November 25th, 2021
In November 2021, two DeFi hacks were performed that exploited the same underlying code. While the hack on Synapse Bridge (which drained over $8 million in tokens from the protocol’s pool) ultimately failed due to a mistake by the hacker, the Nerve Bridge attacker stole about 900 BNB worth over $537,000.
Both the Synapse and Nerve Bridge protocols use code that was forked from Saddle.Finance. This code contained a vulnerability in how it implemented two related functions: swap and swapunderlying.
These functions relate to the structure of the liquidity pools in the bridges, which contain a few different types of tokens and are designed to support cross-chain stablecoin markets. A MetaPool (like the ones targeted in these attacks) allows swaps between a stablecoin and an LP token. This LP token is based on several other stablecoins in the pool.

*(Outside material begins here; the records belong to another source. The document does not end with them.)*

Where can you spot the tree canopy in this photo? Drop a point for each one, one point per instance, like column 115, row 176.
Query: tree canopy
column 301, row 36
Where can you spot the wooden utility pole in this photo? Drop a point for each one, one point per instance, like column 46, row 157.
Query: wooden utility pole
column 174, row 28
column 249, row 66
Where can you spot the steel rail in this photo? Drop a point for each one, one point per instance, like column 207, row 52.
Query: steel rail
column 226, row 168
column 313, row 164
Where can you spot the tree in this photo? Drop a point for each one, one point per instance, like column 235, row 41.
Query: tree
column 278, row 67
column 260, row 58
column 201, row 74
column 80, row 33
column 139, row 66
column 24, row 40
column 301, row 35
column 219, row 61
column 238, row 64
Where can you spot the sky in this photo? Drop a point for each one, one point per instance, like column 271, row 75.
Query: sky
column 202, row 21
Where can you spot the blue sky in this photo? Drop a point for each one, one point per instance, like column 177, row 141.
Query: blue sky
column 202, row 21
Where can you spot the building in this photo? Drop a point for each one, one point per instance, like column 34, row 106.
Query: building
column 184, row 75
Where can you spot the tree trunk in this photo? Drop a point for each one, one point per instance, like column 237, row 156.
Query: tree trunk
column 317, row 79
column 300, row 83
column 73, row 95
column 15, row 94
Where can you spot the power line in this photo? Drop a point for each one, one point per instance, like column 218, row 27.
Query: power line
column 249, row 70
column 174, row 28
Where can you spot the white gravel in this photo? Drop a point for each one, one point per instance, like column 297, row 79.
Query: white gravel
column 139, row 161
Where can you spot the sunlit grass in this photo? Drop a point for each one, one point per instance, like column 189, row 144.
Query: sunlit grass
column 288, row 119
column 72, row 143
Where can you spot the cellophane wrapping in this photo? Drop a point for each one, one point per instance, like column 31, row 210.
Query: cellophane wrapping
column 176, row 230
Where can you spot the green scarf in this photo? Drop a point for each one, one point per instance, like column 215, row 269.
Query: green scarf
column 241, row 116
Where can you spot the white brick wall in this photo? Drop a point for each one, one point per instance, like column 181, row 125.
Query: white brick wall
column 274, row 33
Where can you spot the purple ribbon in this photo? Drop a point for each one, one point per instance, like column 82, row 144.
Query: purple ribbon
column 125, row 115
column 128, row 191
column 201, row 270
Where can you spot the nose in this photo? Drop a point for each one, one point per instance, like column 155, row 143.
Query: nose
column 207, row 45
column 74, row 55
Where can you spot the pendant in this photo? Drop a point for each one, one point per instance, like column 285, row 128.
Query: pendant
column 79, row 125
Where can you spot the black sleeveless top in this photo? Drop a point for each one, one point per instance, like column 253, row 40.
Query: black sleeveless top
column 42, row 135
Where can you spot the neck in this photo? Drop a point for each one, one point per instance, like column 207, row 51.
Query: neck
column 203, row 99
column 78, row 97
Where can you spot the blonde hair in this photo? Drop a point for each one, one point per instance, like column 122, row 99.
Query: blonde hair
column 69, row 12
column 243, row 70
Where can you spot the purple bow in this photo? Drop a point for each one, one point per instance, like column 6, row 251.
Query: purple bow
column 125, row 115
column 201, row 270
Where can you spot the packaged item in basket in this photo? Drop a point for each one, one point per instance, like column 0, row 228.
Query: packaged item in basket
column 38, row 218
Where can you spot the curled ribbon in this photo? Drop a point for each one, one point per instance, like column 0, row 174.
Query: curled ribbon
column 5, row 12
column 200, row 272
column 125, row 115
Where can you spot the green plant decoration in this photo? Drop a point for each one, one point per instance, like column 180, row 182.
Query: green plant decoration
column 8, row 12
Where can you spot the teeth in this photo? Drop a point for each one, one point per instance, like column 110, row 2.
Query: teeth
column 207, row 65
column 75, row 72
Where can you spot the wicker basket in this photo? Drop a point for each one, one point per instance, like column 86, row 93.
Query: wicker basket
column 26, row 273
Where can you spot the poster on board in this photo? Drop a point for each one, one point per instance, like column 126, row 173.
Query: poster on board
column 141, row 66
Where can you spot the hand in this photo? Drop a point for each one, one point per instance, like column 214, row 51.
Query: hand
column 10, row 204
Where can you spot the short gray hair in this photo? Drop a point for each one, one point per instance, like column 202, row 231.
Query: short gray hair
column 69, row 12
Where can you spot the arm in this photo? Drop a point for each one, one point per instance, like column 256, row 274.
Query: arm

In the case of the Nerve Bridge hack, one target was the Nerve.3pool. This allowed swaps between fUSDT and an LP token of BUSD, USD, and USDC. In this case, the swap function allows swaps between fUSDT and the LP token, while swapUnderlying swaps fUSDT and the underlying stablecoins (BUSD, USD, and USDC). Under the hood, swapUnderlying uses swapped tokens to add liquidity to the pool to get LP tokens and then implements the same logic as swap.
The issue arises in the calculation of the value of the LP token. The swapUnderlying function calculates the “virtual price” of the LP token, while the swap function ignores the impact of this “virtual price”. As a result, swap will always underestimate the value of the LP token compared to swapUnderlying.
The Nerve Bridge attacker exploited this discrepancy using a flash loan attack. By using the swap function, the attacker was able to get an inflated number of LP tokens for the fUSDT they added to the pool. The attacker then removed the liquidity of BUSD from the pool to get BUSD, after which they then used the swapUnderlying function to exchange for more fUSDT than they started with.
By repeatedly executing this series of steps, the attackers could drain value from the pool due to the slippage caused by the mismatched calculations of the value of the LP token in swap and swapUnderlying. In the case of the Synapse hack, a transaction by the attacker to move the $8 million in stolen cryptocurrency to another chain via the protocol’s bridge was rejected by validators. However, the Nerve Bridge attacker was successful.
This vulnerability was made possible by using two different implementations of shared functionality. If this functionality was broken out into a shared library or function, the slippage that made these hacks possible would not exist.
Both projects relied on third-party code for core functionality. Doing so without a proper security audit places DeFi projects and their investors at risk.